Depuis que les hommes rêvent de voler, ils cherchent à copier les oiseaux. Une équipe d’ingénieurs de l’École polytechnique de Montréal se penche actuellement sur de nouveaux modèles d’ailes aérodynamiques inspirées par le vol de l’albatros.

Cet oiseau de mer, avec ses ailes démesurément grandes (jusqu’à 3m70 pour l’albatros hurleur ou Diomedea exulans), est un voilier exceptionnel capable de parcourir des milliers de kilomètres sans se poser.

S’inspirer de ses longues ailes permettrait de réaliser une économie de 10% de carburant, espèrent les chercheurs. «La solution réside dans l’allongement des ailes», capables de changer de direction sans toutefois se déformer, avance Éric Laurendeau du Département de génie mécanique de l’Université de Montréal.

Le grand défi, c’est en effet de parvenir à modifier la forme des ailes en vol. Ce projet de mécanique des fluides —un partenariat entre le CRSNG, Bombardier Aéronautique et le Consortium de recherche et d’innovation en en aérospatiale du Québec— vise à assurer à l’avion une propulsion optimale, en utilisant les forces qui s’appliquent sur lui, grâce à de micro-changements au sein des ailes.
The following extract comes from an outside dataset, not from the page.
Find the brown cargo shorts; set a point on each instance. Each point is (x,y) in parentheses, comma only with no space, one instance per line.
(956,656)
Bien loin des premières ailes taillées dans le bois, les ingénieurs s’attèlent à concevoir des modèles mathématiques capable de faciliter l’écoulement de l’air, par glissement de couches de fluides les unes sur les autres. «Nous cherchons à atteindre “l’aile pure”, celle qui sera capable de fendre l’air sans résistance», poursuit le spécialiste de la modélisation des turbulences. Un peu comme l’oiseau capable de changer de voilure suivant les courants et les vents.

Pour concevoir cette aile capable de changer l’état de l’air, l’ingénieur se livre à des calculs avec des supercalculateurs et des équations complexes comme celles de Navier-Stokes. L’objectif est d’être capable un jour de modifier la «texture» du matériau composite qui compose l’aile, en modifiant la longueur d’ondes de sa forme par d’invisibles rayures, comme celle de la peau du requin.

Fais comme l’oiseau

Des chercheurs français et allemands ont eux aussi étudié le vol de l’albatros, ce formidable planeur aux ailes démesurées: un GPS leur a permis de voir comment il utilise les courants aériens pour économiser de l’énergie.
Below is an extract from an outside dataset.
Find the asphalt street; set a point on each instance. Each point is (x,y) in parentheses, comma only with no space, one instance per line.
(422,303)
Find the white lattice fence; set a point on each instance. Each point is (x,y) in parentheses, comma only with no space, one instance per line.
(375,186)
Ils ont découvert que l’albatros réajuste sa trajectoire par des oscillations, selon les vents et les courants. L’oiseau possède aussi un tendon spécial dans l’épaule qui lui permet de verrouiller ses ailes dans une certaine position.

En copiant la structure de l’aile, à géométrie variable, l’équipe de Montréal espère un jour être capable de concevoir une aile capable de réagir aux subtils mouvements de l’air… à la plume près.